The first projects are already underway
Research projects with a strong patient-centered focus are already underway. In the Approches project, a mobile application for patient relatives was developed; in another project, OpenPROMS, a pilot implementation for the collection of patient-reported outcomes is being carried out on behalf of the Federal Quality Commission. The SERO project, funded by Health Promotion Switzerland, focuses on people at risk of suicide and their relatives. Stakeholders were involved throughout the development process and their needs taken into account. The MIDATA health database is used for secure data storage. More projects will follow in the coming months.
About the Institute management
Kerstin Denecke studied computer science with a minor in medicine at the Technical University of Braunschweig and completed her doctorate there on the topic of information extraction from medical texts.
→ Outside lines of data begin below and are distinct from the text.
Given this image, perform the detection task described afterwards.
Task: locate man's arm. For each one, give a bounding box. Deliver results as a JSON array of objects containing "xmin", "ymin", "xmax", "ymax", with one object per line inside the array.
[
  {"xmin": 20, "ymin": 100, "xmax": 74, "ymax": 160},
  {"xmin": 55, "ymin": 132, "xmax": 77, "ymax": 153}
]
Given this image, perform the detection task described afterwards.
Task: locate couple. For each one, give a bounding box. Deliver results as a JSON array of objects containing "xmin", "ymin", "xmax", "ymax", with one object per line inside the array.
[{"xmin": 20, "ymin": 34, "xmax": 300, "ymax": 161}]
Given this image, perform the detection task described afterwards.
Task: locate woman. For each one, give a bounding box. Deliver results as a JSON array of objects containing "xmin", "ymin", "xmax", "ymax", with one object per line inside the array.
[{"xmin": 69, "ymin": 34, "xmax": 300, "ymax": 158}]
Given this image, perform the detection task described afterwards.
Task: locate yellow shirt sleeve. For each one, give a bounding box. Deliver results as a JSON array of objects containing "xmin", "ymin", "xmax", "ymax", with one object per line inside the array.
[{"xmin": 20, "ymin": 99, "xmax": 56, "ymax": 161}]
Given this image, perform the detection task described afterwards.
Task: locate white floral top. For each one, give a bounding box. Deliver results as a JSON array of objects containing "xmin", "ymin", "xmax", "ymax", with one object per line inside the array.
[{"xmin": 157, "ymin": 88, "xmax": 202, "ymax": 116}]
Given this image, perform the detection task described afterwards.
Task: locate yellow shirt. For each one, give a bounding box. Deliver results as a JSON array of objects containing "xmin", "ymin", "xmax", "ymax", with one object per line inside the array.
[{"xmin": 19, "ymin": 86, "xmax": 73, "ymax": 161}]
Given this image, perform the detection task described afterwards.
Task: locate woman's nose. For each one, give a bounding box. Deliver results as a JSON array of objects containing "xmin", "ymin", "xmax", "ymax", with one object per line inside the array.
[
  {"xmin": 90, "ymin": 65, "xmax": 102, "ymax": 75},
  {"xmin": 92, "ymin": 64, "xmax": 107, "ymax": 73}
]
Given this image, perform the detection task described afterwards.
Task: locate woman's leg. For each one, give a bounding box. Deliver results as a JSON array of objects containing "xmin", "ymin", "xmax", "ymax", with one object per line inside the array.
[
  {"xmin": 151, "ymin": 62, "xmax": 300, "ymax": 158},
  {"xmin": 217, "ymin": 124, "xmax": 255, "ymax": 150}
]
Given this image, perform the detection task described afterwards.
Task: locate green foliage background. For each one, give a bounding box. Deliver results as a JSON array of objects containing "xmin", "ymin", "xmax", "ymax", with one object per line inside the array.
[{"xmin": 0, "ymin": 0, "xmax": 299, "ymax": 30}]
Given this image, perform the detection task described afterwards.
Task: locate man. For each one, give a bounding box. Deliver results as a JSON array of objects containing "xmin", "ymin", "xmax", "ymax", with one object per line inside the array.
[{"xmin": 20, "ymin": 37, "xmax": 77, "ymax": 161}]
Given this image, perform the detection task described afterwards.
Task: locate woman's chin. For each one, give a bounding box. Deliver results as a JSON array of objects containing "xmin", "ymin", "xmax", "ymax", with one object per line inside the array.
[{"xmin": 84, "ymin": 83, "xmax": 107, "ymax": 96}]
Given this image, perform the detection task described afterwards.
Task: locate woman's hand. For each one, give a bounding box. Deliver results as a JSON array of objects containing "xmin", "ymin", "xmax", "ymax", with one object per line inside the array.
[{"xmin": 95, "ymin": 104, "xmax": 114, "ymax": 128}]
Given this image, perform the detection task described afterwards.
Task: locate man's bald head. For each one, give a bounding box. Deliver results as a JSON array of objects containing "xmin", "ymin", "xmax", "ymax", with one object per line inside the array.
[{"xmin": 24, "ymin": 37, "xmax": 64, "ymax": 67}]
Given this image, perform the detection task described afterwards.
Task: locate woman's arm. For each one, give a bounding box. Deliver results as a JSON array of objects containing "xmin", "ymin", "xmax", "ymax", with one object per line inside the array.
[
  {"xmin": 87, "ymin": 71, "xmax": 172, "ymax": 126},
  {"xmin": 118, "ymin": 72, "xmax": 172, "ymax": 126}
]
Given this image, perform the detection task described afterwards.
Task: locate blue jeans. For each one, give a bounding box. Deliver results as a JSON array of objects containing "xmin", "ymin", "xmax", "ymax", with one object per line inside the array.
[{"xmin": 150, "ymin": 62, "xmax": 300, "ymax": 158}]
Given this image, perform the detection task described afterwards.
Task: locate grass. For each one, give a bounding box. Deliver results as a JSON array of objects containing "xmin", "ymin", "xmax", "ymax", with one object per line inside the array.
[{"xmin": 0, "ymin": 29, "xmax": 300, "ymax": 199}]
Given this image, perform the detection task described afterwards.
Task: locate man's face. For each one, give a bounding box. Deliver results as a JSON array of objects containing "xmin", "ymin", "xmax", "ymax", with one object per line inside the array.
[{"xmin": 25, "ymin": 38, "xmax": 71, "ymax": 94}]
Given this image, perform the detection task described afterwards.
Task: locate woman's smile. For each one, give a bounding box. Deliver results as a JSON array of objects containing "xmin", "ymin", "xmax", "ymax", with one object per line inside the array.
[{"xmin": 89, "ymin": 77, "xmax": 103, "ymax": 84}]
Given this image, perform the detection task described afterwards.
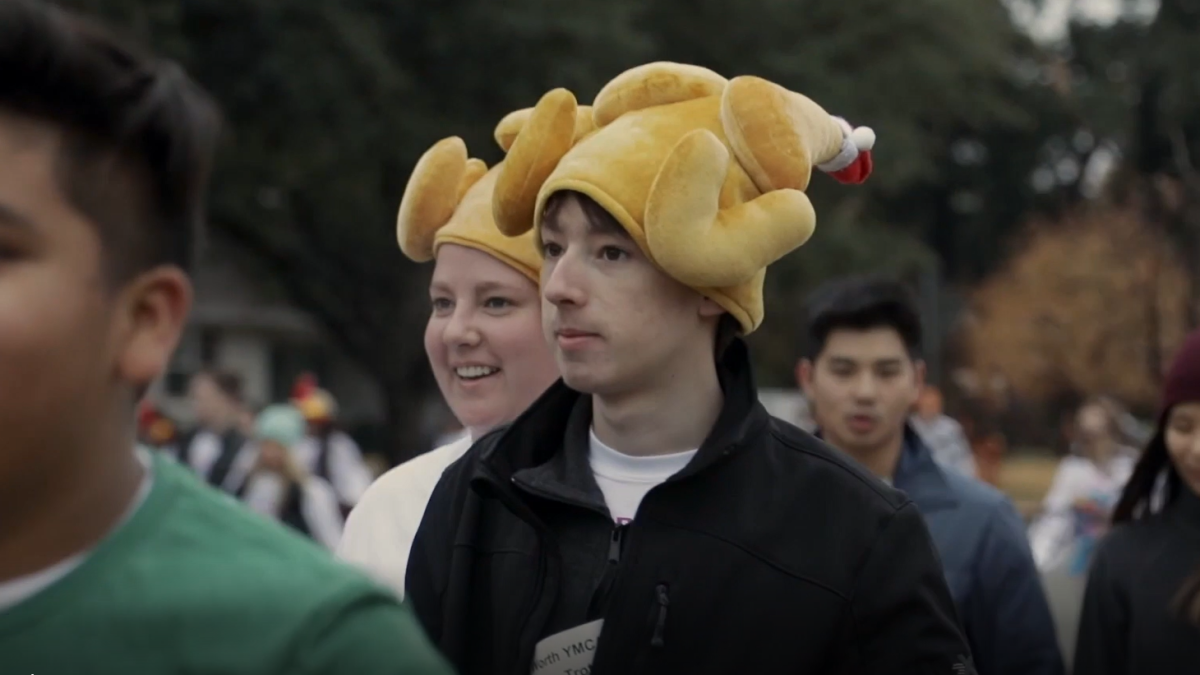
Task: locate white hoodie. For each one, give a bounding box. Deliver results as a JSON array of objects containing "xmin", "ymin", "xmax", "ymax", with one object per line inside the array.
[{"xmin": 336, "ymin": 435, "xmax": 473, "ymax": 598}]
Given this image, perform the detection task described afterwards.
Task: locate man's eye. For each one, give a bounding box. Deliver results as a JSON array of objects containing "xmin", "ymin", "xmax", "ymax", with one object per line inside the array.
[{"xmin": 600, "ymin": 246, "xmax": 627, "ymax": 262}]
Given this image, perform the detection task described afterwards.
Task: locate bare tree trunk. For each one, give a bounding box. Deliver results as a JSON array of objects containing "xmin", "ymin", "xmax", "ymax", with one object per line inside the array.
[
  {"xmin": 1168, "ymin": 126, "xmax": 1200, "ymax": 329},
  {"xmin": 1145, "ymin": 233, "xmax": 1165, "ymax": 388}
]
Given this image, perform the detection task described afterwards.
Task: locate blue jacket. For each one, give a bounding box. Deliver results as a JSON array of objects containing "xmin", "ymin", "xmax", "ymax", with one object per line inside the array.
[{"xmin": 894, "ymin": 428, "xmax": 1064, "ymax": 675}]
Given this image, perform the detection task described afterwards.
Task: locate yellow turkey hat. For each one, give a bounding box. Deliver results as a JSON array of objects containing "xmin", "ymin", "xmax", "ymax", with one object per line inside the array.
[
  {"xmin": 397, "ymin": 105, "xmax": 598, "ymax": 282},
  {"xmin": 492, "ymin": 62, "xmax": 875, "ymax": 333}
]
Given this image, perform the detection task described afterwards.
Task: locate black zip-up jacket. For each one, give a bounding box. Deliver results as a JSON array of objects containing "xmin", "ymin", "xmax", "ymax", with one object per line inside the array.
[{"xmin": 407, "ymin": 340, "xmax": 974, "ymax": 674}]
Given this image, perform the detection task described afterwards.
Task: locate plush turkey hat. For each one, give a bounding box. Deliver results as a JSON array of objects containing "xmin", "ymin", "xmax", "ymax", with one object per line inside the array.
[
  {"xmin": 396, "ymin": 106, "xmax": 598, "ymax": 282},
  {"xmin": 492, "ymin": 62, "xmax": 874, "ymax": 333}
]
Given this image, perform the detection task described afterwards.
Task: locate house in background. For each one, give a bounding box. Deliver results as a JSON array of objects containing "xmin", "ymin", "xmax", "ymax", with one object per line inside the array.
[{"xmin": 148, "ymin": 232, "xmax": 386, "ymax": 435}]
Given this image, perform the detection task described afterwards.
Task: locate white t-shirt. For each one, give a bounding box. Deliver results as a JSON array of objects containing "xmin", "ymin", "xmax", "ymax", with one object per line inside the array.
[
  {"xmin": 587, "ymin": 428, "xmax": 697, "ymax": 524},
  {"xmin": 337, "ymin": 435, "xmax": 473, "ymax": 598},
  {"xmin": 0, "ymin": 448, "xmax": 154, "ymax": 611}
]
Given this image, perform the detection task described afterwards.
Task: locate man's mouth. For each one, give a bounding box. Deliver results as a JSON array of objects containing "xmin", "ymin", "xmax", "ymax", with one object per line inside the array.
[
  {"xmin": 847, "ymin": 414, "xmax": 877, "ymax": 433},
  {"xmin": 455, "ymin": 366, "xmax": 499, "ymax": 380},
  {"xmin": 557, "ymin": 329, "xmax": 597, "ymax": 338},
  {"xmin": 555, "ymin": 329, "xmax": 600, "ymax": 349}
]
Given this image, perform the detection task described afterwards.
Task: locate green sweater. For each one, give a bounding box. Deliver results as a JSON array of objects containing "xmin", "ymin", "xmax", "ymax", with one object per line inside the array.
[{"xmin": 0, "ymin": 452, "xmax": 452, "ymax": 675}]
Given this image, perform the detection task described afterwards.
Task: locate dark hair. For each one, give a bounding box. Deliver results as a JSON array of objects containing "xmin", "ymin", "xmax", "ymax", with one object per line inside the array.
[
  {"xmin": 542, "ymin": 190, "xmax": 630, "ymax": 240},
  {"xmin": 1112, "ymin": 424, "xmax": 1181, "ymax": 524},
  {"xmin": 194, "ymin": 368, "xmax": 243, "ymax": 404},
  {"xmin": 801, "ymin": 275, "xmax": 923, "ymax": 360},
  {"xmin": 0, "ymin": 0, "xmax": 221, "ymax": 282},
  {"xmin": 714, "ymin": 313, "xmax": 741, "ymax": 359}
]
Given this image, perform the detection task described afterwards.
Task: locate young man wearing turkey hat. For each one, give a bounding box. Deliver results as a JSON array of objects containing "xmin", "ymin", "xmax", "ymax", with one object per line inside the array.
[{"xmin": 406, "ymin": 63, "xmax": 974, "ymax": 675}]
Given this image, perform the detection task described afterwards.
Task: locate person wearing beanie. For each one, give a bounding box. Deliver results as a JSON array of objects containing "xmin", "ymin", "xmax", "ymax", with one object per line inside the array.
[
  {"xmin": 337, "ymin": 111, "xmax": 576, "ymax": 597},
  {"xmin": 235, "ymin": 404, "xmax": 346, "ymax": 551},
  {"xmin": 287, "ymin": 375, "xmax": 375, "ymax": 514},
  {"xmin": 406, "ymin": 62, "xmax": 973, "ymax": 675},
  {"xmin": 1073, "ymin": 329, "xmax": 1200, "ymax": 674}
]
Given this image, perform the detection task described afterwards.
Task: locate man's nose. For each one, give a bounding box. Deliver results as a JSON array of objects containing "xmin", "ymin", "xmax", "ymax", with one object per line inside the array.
[
  {"xmin": 852, "ymin": 373, "xmax": 880, "ymax": 400},
  {"xmin": 542, "ymin": 254, "xmax": 586, "ymax": 307}
]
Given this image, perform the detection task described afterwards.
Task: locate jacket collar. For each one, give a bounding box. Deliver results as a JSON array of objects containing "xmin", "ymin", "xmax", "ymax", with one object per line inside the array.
[
  {"xmin": 811, "ymin": 425, "xmax": 960, "ymax": 513},
  {"xmin": 893, "ymin": 426, "xmax": 960, "ymax": 512},
  {"xmin": 471, "ymin": 338, "xmax": 770, "ymax": 491},
  {"xmin": 509, "ymin": 395, "xmax": 608, "ymax": 512}
]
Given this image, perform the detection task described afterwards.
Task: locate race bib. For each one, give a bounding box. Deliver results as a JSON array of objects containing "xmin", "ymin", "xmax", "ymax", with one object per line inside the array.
[{"xmin": 530, "ymin": 619, "xmax": 603, "ymax": 674}]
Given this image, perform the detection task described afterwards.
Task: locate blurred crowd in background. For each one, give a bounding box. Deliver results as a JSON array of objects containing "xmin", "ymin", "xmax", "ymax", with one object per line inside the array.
[{"xmin": 82, "ymin": 0, "xmax": 1200, "ymax": 669}]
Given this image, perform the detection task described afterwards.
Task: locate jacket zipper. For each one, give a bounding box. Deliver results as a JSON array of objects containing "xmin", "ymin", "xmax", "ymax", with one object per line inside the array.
[
  {"xmin": 650, "ymin": 583, "xmax": 669, "ymax": 647},
  {"xmin": 583, "ymin": 522, "xmax": 629, "ymax": 620},
  {"xmin": 609, "ymin": 523, "xmax": 626, "ymax": 562}
]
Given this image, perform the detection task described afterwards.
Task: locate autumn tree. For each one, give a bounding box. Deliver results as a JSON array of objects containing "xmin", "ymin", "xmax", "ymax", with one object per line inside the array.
[{"xmin": 963, "ymin": 203, "xmax": 1191, "ymax": 410}]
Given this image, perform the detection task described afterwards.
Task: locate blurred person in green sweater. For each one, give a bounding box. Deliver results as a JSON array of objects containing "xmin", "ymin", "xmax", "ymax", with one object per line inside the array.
[{"xmin": 0, "ymin": 2, "xmax": 451, "ymax": 673}]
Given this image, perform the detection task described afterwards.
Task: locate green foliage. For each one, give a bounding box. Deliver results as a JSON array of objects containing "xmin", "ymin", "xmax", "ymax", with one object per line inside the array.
[{"xmin": 1062, "ymin": 1, "xmax": 1200, "ymax": 324}]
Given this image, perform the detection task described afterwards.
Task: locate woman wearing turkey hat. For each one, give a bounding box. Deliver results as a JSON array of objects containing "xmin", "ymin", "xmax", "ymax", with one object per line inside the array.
[{"xmin": 337, "ymin": 106, "xmax": 596, "ymax": 597}]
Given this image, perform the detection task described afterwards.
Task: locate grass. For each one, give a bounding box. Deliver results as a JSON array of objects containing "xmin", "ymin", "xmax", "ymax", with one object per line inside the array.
[{"xmin": 997, "ymin": 454, "xmax": 1061, "ymax": 519}]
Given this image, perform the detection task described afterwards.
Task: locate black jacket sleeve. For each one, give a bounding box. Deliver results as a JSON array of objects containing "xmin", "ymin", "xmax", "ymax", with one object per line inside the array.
[
  {"xmin": 1072, "ymin": 539, "xmax": 1128, "ymax": 675},
  {"xmin": 837, "ymin": 501, "xmax": 977, "ymax": 674}
]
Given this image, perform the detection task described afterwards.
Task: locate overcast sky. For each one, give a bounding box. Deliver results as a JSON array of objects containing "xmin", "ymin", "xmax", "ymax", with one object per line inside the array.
[{"xmin": 1007, "ymin": 0, "xmax": 1159, "ymax": 42}]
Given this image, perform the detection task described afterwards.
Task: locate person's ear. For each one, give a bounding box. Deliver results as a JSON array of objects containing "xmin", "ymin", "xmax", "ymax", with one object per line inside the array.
[
  {"xmin": 698, "ymin": 295, "xmax": 724, "ymax": 319},
  {"xmin": 797, "ymin": 359, "xmax": 815, "ymax": 397},
  {"xmin": 111, "ymin": 267, "xmax": 193, "ymax": 388}
]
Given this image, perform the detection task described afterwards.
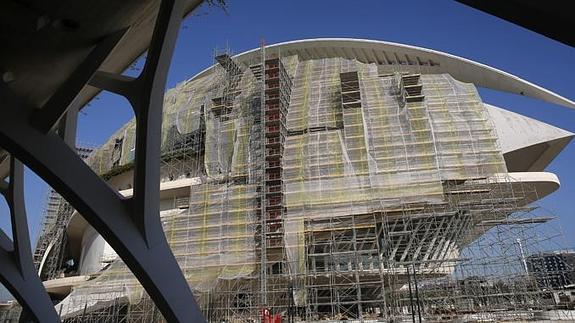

Since 2015, Denecke has been a lecturer in medical informatics at BFH, where she has been Co-Head of the Health Technologies Centre since 2020. She has authored more than 150 scientific articles on Natural Language Processing, Conversational User Interfaces, Sentiment Analysis and Participatory Health Informatics, and has a broad, international network of contacts with researchers in these fields. She leads the Participatory Health Informatics working group in the International Medical Informatics Association.
After studying engineering at EPFL and Carnegie Mellon University, Serge Bignens built up the health division at a major IT company, then worked on the cantonal eHealth strategy for the canton of Vaud. Bignens has been a lecturer at BFH since 2014 and has also been a head of institute since 2016. Bignens is also president of the MIDATA cooperative and is on the board of the Swiss Society for Medical Informatics, the Forum for Integrated Care, the Swiss Cancer Screening Association and the CH++ organisation.